Another major impact of the ENCODE Consortium’s work will come from the management model it used to generate these results. Just as the Space Race required a large and far-flung group of scientific collaborators, the ENCODE Consortium had to find ways to manage over 440 strong-willed individuals in a highly collaborative endeavor—more people than the vast majority of biomedical organizations have.
How did they accomplish this?
We can see hints in one of the key results reported by the ENCODE Consortium-that 80% of the genome has a specific biochemical function. One of the reasons for emphasizing this number is very pragmatic and very human.
Dr. Ewan Birney, associate director of the European Bioinformatics Institute (EBI) and one of the project’s members wrote in a blog post, “we choose 80% because (a) it is inclusive of all the ENCODE experiments (and we did not want to leave any of the sub-projects out) and (b) 80% best conveys the difference between a genome made mostly of dead wood and one that is alive with activity.”
The ENCODE Consortium could recognize all the work and all the collaborators involved in the entire project, not just those working on the ‘important’ parts. And no one felt that helping anyone else was going to hurt their own chances of getting published.
Scientific research is often a zero-sum game full of competition that works against collaboration. Seeking non-zero sum solutions not only helped solve the complex conundrum of managing over 440 people, it can also be seen in one of the truly innovative aspects of the entire project—the very open nature of the simultaneously published work.
It will take some time to digest this huge amount of work. Although almost all of the documents are free to read — an important innovation of the digital age — we are talking about several hundred of pages of dense reading.

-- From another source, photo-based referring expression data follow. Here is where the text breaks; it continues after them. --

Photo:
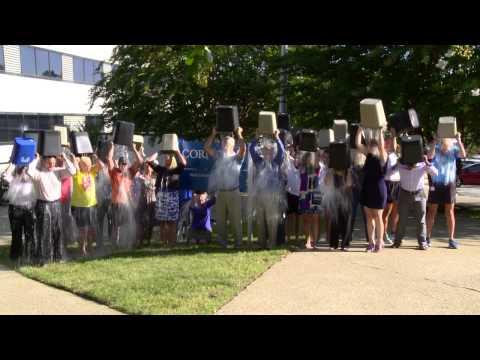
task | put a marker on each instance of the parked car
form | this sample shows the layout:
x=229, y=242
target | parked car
x=470, y=175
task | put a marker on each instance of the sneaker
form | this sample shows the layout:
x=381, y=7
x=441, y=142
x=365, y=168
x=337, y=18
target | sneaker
x=387, y=239
x=452, y=244
x=427, y=240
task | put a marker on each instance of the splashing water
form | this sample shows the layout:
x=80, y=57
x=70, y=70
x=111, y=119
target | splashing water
x=265, y=188
x=372, y=134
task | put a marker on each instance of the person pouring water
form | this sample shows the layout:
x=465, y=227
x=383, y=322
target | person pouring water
x=268, y=158
x=225, y=181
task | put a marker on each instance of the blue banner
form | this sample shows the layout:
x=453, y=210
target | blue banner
x=199, y=166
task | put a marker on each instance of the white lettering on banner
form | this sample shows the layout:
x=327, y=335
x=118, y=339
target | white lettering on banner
x=195, y=154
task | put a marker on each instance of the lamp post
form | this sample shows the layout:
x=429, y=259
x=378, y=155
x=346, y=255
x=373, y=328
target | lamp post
x=283, y=82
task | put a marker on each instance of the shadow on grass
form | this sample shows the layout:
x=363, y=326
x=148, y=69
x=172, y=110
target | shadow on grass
x=179, y=250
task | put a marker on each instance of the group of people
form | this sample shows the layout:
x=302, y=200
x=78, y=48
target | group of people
x=387, y=189
x=52, y=194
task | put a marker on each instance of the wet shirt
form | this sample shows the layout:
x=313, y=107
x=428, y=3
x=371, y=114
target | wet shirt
x=268, y=173
x=392, y=173
x=21, y=190
x=201, y=216
x=121, y=185
x=48, y=183
x=446, y=164
x=167, y=179
x=84, y=193
x=229, y=166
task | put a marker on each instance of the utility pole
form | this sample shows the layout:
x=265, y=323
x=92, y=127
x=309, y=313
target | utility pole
x=283, y=82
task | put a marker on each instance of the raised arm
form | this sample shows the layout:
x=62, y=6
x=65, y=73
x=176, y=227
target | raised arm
x=99, y=165
x=241, y=142
x=180, y=158
x=463, y=153
x=358, y=141
x=431, y=150
x=32, y=170
x=110, y=163
x=70, y=168
x=381, y=148
x=280, y=148
x=152, y=157
x=432, y=170
x=138, y=158
x=8, y=173
x=208, y=144
x=255, y=157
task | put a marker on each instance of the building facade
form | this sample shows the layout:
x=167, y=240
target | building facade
x=46, y=85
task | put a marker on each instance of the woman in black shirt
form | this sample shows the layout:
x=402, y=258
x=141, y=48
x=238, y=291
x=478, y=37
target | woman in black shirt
x=167, y=189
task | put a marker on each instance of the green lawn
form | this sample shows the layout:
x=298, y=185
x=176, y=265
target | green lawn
x=155, y=280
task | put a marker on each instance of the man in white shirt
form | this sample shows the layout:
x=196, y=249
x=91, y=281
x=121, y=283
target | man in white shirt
x=22, y=197
x=225, y=176
x=412, y=195
x=47, y=179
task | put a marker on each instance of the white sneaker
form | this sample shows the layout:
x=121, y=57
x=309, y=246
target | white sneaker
x=387, y=240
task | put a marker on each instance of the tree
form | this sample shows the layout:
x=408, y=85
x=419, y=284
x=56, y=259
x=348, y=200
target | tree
x=176, y=88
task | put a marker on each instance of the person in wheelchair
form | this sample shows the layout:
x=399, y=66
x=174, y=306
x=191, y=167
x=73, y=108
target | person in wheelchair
x=201, y=228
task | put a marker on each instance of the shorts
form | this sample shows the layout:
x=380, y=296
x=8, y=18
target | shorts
x=85, y=217
x=392, y=191
x=199, y=235
x=120, y=214
x=292, y=203
x=442, y=194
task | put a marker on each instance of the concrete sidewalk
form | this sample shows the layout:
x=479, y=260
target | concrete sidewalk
x=395, y=281
x=22, y=296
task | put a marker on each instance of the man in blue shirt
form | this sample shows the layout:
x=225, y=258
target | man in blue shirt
x=442, y=187
x=268, y=191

But Nature has a very nice explorer that lets us all see which papers touch which topics.
Never in scientific history has so much data from so many papers with so many collaborators in so many locations been published simultaneously in so many journals. And it is available to all, not just a scientific elite.

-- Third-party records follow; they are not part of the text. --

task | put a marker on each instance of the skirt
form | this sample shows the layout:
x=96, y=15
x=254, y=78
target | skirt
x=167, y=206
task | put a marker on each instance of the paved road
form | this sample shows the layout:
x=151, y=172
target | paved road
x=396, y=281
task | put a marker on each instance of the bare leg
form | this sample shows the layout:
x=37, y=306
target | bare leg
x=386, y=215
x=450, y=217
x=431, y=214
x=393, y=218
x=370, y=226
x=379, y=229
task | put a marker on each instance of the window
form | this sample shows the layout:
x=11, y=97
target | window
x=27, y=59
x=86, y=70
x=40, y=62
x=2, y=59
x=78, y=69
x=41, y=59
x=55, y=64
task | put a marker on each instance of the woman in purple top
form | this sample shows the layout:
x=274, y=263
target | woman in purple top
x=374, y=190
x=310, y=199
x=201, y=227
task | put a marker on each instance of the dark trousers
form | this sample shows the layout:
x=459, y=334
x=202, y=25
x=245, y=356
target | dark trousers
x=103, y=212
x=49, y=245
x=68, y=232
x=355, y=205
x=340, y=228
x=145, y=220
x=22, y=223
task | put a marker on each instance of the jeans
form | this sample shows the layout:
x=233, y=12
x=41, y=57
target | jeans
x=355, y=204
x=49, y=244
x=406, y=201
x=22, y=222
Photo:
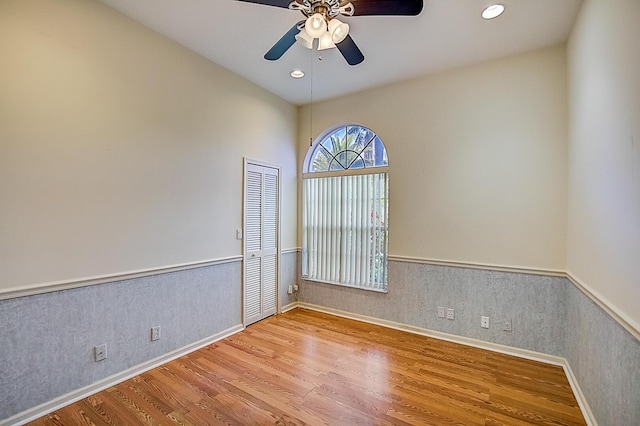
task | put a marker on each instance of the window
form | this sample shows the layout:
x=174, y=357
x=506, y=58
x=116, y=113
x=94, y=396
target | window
x=345, y=209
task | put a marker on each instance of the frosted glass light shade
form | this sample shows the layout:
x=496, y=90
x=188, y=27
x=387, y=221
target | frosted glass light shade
x=305, y=39
x=493, y=11
x=325, y=41
x=315, y=25
x=338, y=30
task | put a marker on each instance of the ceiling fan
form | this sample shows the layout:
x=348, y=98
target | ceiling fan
x=322, y=23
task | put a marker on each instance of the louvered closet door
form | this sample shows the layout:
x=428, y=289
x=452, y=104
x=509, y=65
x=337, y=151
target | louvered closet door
x=261, y=242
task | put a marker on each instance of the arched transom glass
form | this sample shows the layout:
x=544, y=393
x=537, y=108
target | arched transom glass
x=348, y=147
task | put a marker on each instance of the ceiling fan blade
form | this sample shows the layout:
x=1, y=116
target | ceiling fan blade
x=387, y=7
x=283, y=44
x=350, y=51
x=277, y=3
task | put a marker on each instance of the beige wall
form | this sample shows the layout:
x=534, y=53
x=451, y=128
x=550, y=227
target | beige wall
x=604, y=154
x=121, y=150
x=477, y=159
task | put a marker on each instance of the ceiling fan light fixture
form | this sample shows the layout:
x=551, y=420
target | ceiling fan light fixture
x=305, y=39
x=493, y=11
x=338, y=30
x=315, y=25
x=325, y=42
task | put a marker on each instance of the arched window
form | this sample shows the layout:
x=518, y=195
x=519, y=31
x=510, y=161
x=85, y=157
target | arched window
x=345, y=209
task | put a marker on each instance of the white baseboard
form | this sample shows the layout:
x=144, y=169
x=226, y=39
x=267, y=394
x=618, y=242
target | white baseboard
x=71, y=397
x=289, y=307
x=494, y=347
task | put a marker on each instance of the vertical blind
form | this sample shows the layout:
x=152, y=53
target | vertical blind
x=344, y=230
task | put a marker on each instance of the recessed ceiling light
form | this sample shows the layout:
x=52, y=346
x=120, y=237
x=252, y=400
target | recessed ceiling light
x=493, y=11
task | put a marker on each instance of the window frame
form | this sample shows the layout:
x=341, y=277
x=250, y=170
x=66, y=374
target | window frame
x=384, y=204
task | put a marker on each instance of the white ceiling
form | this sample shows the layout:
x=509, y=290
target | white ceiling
x=447, y=34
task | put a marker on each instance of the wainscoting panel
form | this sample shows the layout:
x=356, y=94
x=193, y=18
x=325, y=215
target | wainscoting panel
x=48, y=339
x=605, y=358
x=549, y=315
x=534, y=303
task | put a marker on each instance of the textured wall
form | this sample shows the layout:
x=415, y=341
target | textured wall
x=605, y=359
x=122, y=151
x=477, y=159
x=48, y=339
x=534, y=303
x=288, y=276
x=603, y=236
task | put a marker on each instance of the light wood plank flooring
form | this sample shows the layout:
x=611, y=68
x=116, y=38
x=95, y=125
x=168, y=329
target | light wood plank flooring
x=305, y=367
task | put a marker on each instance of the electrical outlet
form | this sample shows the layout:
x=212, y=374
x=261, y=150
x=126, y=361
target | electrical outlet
x=155, y=333
x=100, y=352
x=484, y=322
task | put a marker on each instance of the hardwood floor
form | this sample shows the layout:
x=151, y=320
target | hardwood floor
x=305, y=367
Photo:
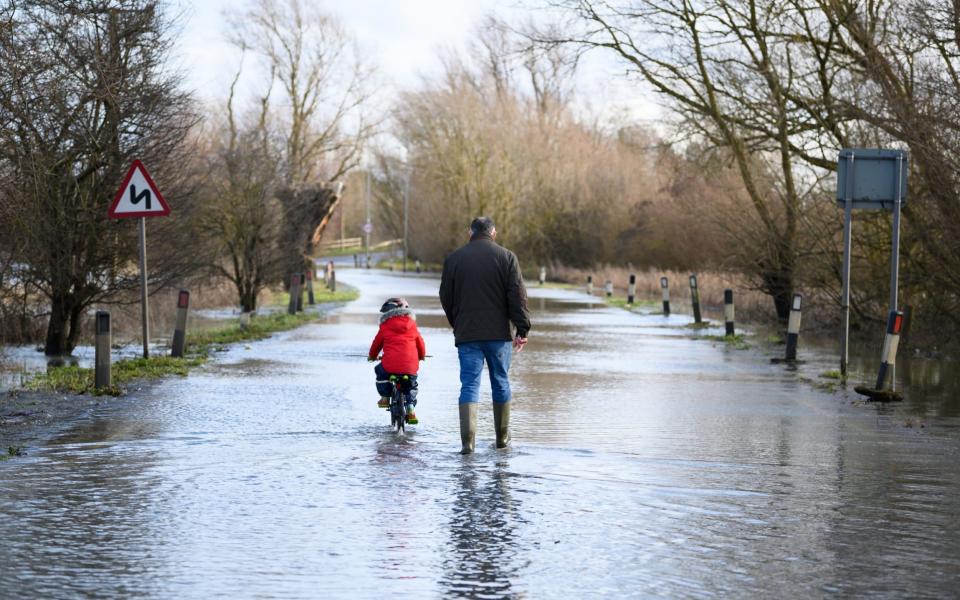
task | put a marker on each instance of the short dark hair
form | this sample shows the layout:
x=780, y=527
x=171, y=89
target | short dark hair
x=482, y=226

Large collaborative research projects may never be the same. Small research projects can now leverage the huge amount of data from the ENCODE Consortium to explore new areas. Novel ideas can be explored by non-scientists who will now access this tremendous horde of information for free.
Fifty years ago this week, President John F. Kennedy committed the US to putting a man on the Moon by the end of a decade. The resulting Apollo program accomplished that goal both ahead of schedule and under budget.
At its peak that public-private partnership not only changed our fundamental understanding of the universe, it employed over 400,000 people at all levels of our economy (from the seamstresses at the Playtex corporation who made the spacesuits to the engineers, designers and marketers at GM and Boeing who created the amazing lunar rover). By one estimate it turned a $100 billion investment of tax dollars into $1.5 trillion in new wealth, setting the stage for the IT revolution that powered our economy for decades after Apollo ended.
We now stand on the verge of an abundant future, fueled by the technologies driving Space-X, Planetary Resources, Blue Origin and others into novel explorations of space, all based on the foundation created by NASA more than 50 years ago.
The results of the Human Genome Project are biology’s Sputnik. The ENCODE Consortium’s data and tools are the biological equivalent of Neil Armstrong’s first steps on the Moon.
There can be no doubt that these data and tools will also lead to a newer and deeper understanding of life on Earth, powering a new cycle of wealth creation in ways now unimaginable.
The data and analysis tools are now free for anyone to examine and use. Got a bright idea? Get to work.